UAVDB: Point-Guided Masks for UAV Detection and Segmentation
This work addresses the need for scalable and high-resolution datasets for UAV detection in surveillance and security applications, though it is incremental as it builds on existing annotation methods.
The authors tackled the problem of limited datasets for UAV detection and segmentation by introducing UAVDB, a benchmark dataset constructed using a point-guided weak supervision pipeline, which outperforms existing annotation techniques in IoU metrics.

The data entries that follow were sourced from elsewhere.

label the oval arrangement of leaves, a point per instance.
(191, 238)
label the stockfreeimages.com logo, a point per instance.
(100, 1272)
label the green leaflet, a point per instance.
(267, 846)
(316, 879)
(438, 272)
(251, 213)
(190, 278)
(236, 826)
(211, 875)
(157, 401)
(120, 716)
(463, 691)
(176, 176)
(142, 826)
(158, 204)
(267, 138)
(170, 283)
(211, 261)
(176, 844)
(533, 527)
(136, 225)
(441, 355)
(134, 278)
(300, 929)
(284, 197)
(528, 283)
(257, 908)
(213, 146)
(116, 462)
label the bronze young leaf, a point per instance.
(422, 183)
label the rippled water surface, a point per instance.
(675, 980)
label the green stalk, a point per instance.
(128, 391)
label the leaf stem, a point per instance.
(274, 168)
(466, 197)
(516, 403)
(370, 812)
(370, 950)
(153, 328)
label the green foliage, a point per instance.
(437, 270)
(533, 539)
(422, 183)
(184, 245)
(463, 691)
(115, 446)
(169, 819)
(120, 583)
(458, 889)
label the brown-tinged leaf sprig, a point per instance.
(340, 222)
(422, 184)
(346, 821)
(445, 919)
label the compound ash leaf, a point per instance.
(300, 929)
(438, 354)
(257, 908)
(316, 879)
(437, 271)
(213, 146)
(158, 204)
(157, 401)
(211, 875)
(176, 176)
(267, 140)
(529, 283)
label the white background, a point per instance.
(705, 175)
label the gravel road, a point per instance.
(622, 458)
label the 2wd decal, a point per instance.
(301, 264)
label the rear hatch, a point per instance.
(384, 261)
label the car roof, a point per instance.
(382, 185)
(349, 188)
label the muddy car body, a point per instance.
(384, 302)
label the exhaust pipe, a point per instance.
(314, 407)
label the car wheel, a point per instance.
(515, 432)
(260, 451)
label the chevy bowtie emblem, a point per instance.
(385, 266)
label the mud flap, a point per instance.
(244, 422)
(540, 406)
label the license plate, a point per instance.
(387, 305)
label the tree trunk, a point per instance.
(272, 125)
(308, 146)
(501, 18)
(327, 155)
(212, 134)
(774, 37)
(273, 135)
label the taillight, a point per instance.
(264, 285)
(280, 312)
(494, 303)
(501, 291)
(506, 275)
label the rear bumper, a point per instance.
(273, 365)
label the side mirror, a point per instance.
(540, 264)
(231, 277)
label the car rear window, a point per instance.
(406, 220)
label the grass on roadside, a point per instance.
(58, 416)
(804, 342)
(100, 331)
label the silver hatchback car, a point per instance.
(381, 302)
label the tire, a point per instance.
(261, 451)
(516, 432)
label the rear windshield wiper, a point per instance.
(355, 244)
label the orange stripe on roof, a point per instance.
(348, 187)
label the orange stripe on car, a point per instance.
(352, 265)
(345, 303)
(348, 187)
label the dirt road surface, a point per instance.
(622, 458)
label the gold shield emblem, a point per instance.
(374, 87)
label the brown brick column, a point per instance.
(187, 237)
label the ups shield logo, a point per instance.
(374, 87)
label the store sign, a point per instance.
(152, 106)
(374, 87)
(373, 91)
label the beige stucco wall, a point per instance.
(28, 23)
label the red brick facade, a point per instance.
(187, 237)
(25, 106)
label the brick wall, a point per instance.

Accurate detection of Unmanned Aerial Vehicles (UAVs) is critical for surveillance, security, and airspace monitoring. However, existing datasets remain limited in scale, resolution, and the ability to capture objects across extreme size variations. To address these challenges, we present UAVDB, a benchmark dataset for UAV detection and segmentation, constructed via a point-guided weak supervision pipeline. We introduce Patch Intensity Convergence (PIC), a lightweight annotation method that converts trajectory points into bounding boxes, eliminating the need for manual labeling while preserving precise spatial localization. Building upon these annotations, we further generate segmentation masks using SAM2, enriching the dataset with multi-task labels. UAVDB consists of RGB frames from a fixed-camera multi-view video dataset, capturing UAVs across scales ranging from clearly visible objects to near single-pixel instances under diverse conditions. Quantitative results show that PIC combined with SAM2 outperforms existing annotation techniques in terms of IoU. Furthermore, we benchmark YOLO-based detectors on UAVDB, establishing baselines for future research.